Comment 1 Thomas Wolf CLA 2020-06-23 08:24:17 EDT
One can indeed quite easily reduce the number of calls to FileSystemResourceManager.resourceForLocation() by simply creating the hierarchical model in the StagingViewContentProvider also for the flat list view, and then simply asking the containing StagingFolderEntry's IContainer, if it exists, for the file. (That StagingFolderEntry won't be shown, though -- it's a flat list view.) In my tests on OS X and in a Win 10 virtual machine showed indeed a speed improvement for the refresh of some 30%.

Another problem is switching the presentation when a lot of items are selected. This takes quite some time on OS X, and is outright impossible on Windows. Switching from list view to tree view and back with all 9000 files selected causes the refresh on Windows to take forever (at least minutes; I always killed the process). This can be avoided by getting the selection first, clearing it, refreshing, then setting the selection again.

I'll still have to test these changes on Linux, but if good there, I'll push two commits for these two improvements.

That is not to discourage your attempts to use a virtual tree. Even with these improvements, refreshes with 9000 files take too long (about 9-12 seconds in list view, about 2 sec in tree view).
Comment 2 Eclipse Genie CLA 2020-06-23 11:10:05 EDT
New Gerrit change created: https://git.eclipse.org/r/165363
Comment 3 Eclipse Genie CLA 2020-06-23 11:10:18 EDT
New Gerrit change created: https://git.eclipse.org/r/165364
Comment 4 Thomas Wolf CLA 2020-06-23 11:18:40 EDT
(In reply to Thomas Wolf from comment #1)
> Another problem is switching the presentation when a lot of items are
> selected. This takes quite some time on OS X, and is outright impossible on
> Windows. Switching from list view to tree view and back with all 9000 files
> selected causes the refresh on Windows to take forever (at least minutes; I
> always killed the process). This can be avoided by getting the selection
> first, clearing it, refreshing, then setting the selection again.

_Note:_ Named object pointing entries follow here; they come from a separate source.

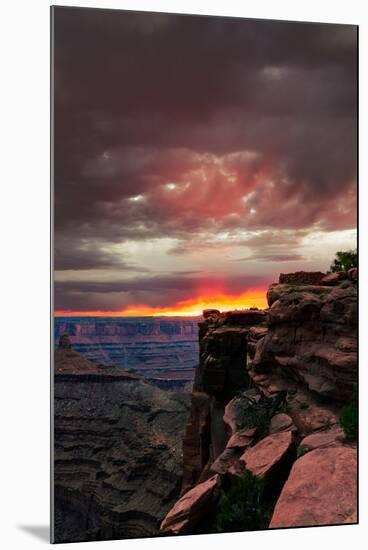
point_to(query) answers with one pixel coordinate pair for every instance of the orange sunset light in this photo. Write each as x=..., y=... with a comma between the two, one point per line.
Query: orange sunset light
x=191, y=307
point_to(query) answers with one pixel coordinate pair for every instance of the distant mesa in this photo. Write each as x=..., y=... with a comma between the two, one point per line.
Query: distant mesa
x=64, y=341
x=301, y=278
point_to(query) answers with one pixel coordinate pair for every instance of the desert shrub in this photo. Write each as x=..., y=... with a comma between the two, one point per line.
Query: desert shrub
x=344, y=260
x=258, y=414
x=240, y=508
x=348, y=418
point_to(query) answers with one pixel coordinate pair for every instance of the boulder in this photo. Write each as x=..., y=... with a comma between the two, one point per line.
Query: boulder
x=191, y=508
x=326, y=438
x=353, y=274
x=311, y=338
x=301, y=278
x=268, y=453
x=228, y=462
x=210, y=312
x=321, y=490
x=281, y=423
x=195, y=447
x=242, y=438
x=335, y=278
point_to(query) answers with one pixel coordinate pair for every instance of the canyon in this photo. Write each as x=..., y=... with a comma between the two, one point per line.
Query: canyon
x=117, y=464
x=258, y=443
x=271, y=437
x=164, y=350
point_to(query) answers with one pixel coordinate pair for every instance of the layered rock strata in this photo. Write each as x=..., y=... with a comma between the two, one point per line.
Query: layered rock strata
x=266, y=401
x=118, y=456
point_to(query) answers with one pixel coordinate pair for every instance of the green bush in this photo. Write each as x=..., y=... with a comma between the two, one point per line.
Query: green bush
x=344, y=260
x=348, y=418
x=240, y=508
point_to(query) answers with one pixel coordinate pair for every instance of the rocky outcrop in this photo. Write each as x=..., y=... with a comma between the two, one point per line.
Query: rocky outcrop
x=268, y=389
x=301, y=278
x=311, y=340
x=191, y=508
x=162, y=349
x=118, y=455
x=270, y=454
x=321, y=490
x=220, y=374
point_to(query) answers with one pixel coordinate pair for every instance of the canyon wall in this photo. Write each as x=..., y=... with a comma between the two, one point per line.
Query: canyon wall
x=162, y=349
x=117, y=450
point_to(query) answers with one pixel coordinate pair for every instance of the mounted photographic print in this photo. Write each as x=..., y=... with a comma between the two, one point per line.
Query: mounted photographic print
x=204, y=274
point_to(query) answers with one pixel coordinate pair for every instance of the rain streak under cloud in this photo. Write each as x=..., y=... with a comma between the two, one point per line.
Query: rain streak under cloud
x=196, y=158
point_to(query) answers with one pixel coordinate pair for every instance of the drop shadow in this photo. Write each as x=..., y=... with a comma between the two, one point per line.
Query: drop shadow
x=41, y=532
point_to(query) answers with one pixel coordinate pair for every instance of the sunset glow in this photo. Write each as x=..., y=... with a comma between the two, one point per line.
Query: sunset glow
x=190, y=307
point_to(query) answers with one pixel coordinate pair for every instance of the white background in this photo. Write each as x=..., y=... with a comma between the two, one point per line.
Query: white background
x=24, y=290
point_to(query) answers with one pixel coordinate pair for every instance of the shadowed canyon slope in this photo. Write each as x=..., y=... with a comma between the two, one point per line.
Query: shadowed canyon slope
x=118, y=451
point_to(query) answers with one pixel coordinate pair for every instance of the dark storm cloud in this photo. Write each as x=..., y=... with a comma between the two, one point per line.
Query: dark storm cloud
x=253, y=121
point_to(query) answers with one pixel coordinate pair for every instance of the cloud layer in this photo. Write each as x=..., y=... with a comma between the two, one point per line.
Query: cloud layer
x=216, y=133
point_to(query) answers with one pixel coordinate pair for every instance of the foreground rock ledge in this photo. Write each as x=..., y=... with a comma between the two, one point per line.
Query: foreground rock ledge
x=321, y=490
x=190, y=508
x=269, y=452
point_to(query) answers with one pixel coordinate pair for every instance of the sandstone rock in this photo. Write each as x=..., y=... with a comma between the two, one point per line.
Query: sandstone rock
x=228, y=462
x=235, y=407
x=261, y=459
x=242, y=438
x=353, y=274
x=321, y=490
x=118, y=457
x=309, y=416
x=245, y=317
x=210, y=312
x=311, y=339
x=281, y=423
x=68, y=361
x=196, y=451
x=326, y=438
x=334, y=278
x=64, y=341
x=301, y=278
x=190, y=508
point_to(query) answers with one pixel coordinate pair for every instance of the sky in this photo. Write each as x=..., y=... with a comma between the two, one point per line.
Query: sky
x=197, y=158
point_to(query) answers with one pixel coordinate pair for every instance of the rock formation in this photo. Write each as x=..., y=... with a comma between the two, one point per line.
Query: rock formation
x=164, y=350
x=266, y=400
x=118, y=456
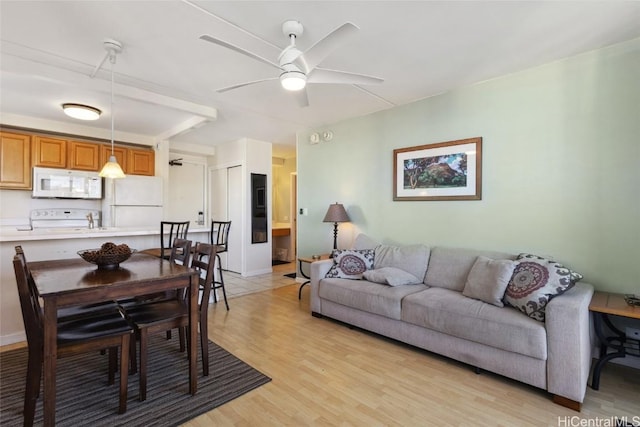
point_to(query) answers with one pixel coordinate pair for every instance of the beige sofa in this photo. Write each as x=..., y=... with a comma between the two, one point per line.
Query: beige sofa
x=554, y=355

(In reply to Eclipse Genie from comment #3)
> New Gerrit change created: https://git.eclipse.org/r/165364

Actually, this is bug 519231.
Comment 5 Eclipse Genie CLA 2020-06-24 02:28:10 EDT
Gerrit change https://git.eclipse.org/r/165363 was merged to [master].
Commit: http://git.eclipse.org/c/egit/egit.git/commit/?id=b530c0dad1ed512d9259624498d599e41be1a28c
Comment 6 Michael Haubenwallner CLA 2020-06-24 06:11:09 EDT
(In reply to Thomas Wolf from comment #1)
> One can indeed quite easily reduce the number of calls to
> FileSystemResourceManager.resourceForLocation() 

Actually I'm wondering whether FileSystemResourceManager.resourceForLocation() itself really does have to sequentially iterate over all projects, even if some return value was already found. Feels like a topic for a different Eclipse project though.

> That is not to discourage your attempts to use a virtual tree. Even with
> these improvements, refreshes with 9000 files take too long (about 9-12
> seconds in list view, about 2 sec in tree view).

Never mind: Getting the virtual tree ready may take some time actually, and any improvement available earlier is highly appreciated, thanks!